Cymopterus goodrichii
- Conservation status: Critically Imperiled (NatureServe)

Scientific classification
- Kingdom: Plantae
- Clade: Embryophytes
- Clade: Tracheophytes
- Clade: Angiosperms
- Clade: Eudicots
- Clade: Asterids
- Order: Apiales
- Family: Apiaceae
- Genus: Cymopterus
- Species: C. goodrichii
- Binomial name: Cymopterus goodrichii S.L.Welsh & Neese

= Cymopterus goodrichii =

- Authority: S.L.Welsh & Neese
- Conservation status: G1

Species of flowering plant

Cymopterus goodrichii is a rare species of flowering plant in the carrot family known by the common name Toiyabe springparsley. It is endemic to Nevada in the United States, where it occurs in the Toiyabe and West Humboldt Ranges.

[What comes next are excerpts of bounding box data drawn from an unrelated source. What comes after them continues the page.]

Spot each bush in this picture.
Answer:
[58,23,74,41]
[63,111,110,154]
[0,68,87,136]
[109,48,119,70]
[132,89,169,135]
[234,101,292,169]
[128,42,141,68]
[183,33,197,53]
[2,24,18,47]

This perennial herb grows up to 15 or 20 centimeters tall from a taproot and underground root crown. There is a small rosette of leaves with intricately divided blades 1 or 2 centimeters long. The inflorescence arises on a purple flower stalk directly from the ground. It is a small umbel about a centimeter wide containing white or purple flowers. The fruit is 5 to 8 millimeters long and has broad wings.

This plant grows in bare scree of slate and limestone in subalpine and alpine climates. Other plants in the habitat include spreading wheatgrass (Agropyron scribneri), Michaux's wormwood (Artemisia michuaxiana), broadkeel milkvetch (Astragalus platytropis), dwarf alpine hawksbeard (Crepis nana), desert draba (Draba arida), dwarf mountain fleabane (Erigeron compositus), ballhead ipomopsis (Ipomopsis congesta), granite prickly phlox (Linanthus pungens), spike fescue (Leucopoa kingii), sky pilot (Polemonium viscosum), wax currant (Ribes cereum), and mountain gooseberry (Ribes montigenum).